Christliches Fernsehen zu gestalten sei deswegen so schwierig, weil wichtige christliche Begriffe wie Gnade und Gerechtigkeit abstrakt seien. Der unbedarfte Zuschauer könnte eine betende Nonne nicht unbedingt von einem Tai-Chi-Künstler unterscheiden: "Hier muss der Text aus dem Off verdeutlichen, dass etwas zwischen Gott und der Nonne passiert", sagte Malessa. Ansonsten entstehe der Eindruck, dass es sich beim Christentum lediglich um ein Gutmenschentum mit theologischem Überbau handele. "Nach der 15. Reportage ist es dem Zuschauer egal, ob die Hauptprotagonisten Atheisten, Christen oder Zeugen Jehovas sind", verdeutlichte Malessa.





Je höher der Sensations- desto niedriger der Identifikationsfaktor

In der christlichen Medienlandschaft existiere die Meinung, dass Vorher-Nachher-Geschichten einen guten Effekt beim Konsumenten erzielen: "Die schrillsten Bekehrungserlebnisse sorgen aber immer für den größtmöglichen Abstand zum Zuschauer. Je höher der Sensationsfaktor, desto geringer ist der Identifikationsfaktor und das schmälert den Nutzwert", so Malessa.

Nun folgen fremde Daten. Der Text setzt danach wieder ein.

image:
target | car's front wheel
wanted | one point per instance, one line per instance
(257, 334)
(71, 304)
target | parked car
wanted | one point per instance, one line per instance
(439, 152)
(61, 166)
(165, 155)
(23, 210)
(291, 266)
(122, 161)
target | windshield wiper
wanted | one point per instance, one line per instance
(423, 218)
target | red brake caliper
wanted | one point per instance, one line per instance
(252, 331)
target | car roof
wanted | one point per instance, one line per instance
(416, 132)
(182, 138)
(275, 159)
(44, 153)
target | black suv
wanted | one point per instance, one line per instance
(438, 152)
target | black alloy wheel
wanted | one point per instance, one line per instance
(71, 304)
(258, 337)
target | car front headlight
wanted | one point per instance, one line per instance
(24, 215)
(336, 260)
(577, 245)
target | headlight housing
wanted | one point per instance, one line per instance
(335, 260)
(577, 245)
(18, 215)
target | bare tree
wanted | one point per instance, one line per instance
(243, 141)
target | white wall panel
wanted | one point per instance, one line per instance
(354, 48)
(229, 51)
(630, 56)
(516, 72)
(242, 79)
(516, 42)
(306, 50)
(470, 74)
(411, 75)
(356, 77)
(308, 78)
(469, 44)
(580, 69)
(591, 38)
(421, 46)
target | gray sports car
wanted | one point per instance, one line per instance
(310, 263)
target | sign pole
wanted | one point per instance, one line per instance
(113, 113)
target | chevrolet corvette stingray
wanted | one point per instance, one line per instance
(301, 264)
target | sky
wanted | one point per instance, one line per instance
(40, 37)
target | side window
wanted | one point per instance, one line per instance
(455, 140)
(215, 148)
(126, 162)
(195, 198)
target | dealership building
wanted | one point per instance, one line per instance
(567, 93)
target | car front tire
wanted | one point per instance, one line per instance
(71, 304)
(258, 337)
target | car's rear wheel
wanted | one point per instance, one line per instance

Die Frage, ob Mission und Verkündigung im Fernsehen möglich sei, beantwortete Malessa vierfach. Ein "Ja" gebe es von unbekümmerten US-TV-Predigern, ein "Ja, aber" von christlichen Formaten wie ERF und BibelTV, die dies auch in die entsprechende journalistische Form eingebettet sehen wollen. Ein "Nein, aber" zum direkten appellativen Missionieren, komme meistens von den Senderbeauftragen der Landeskirchen und ein deutliches "Nein" von den Religions-Redaktionen der öffentlich-rechtlichen Sender.

In der anschließenden kontroversen Diskussion wurde Malessas Thesen zum Teil heftig widersprochen. Der Journalist räumte ein, dass er nicht die Kraft Gottes außer Acht lassen wollte. Er schränkte aber in Bezug auf die Programmgestaltung ein: "Auch wenn Gott auf krummen Linien gerade schreibt, bedeutet dies nicht, dass wir nur krumme Linien zeichnen dürfen."

Dan Peter, Kirchenrat im Referat für Publizistik und Gemeinde der Evangelischen Landeskirche in Württemberg und einer der Organisatoren des Netzwerktreffens, machte im Gespräch mit pro deutlich, dass es tatsächlich schwierig sei, im Fernsehen das zu bebildern, was bei einer Predigt oder einem Gottesdienst in den einzelnen Zuschauern abläuft. "Bei Malessa hat das dazu geführt, dass ihm direkte Verkündigungsformate nicht fernsehgerecht erscheinen. Und das hat er zum Ausdruck gebracht. An einzelnen Punkten sieht er dies aber sehr verengt aus seiner öffentlich-rechtlichen Perspektive."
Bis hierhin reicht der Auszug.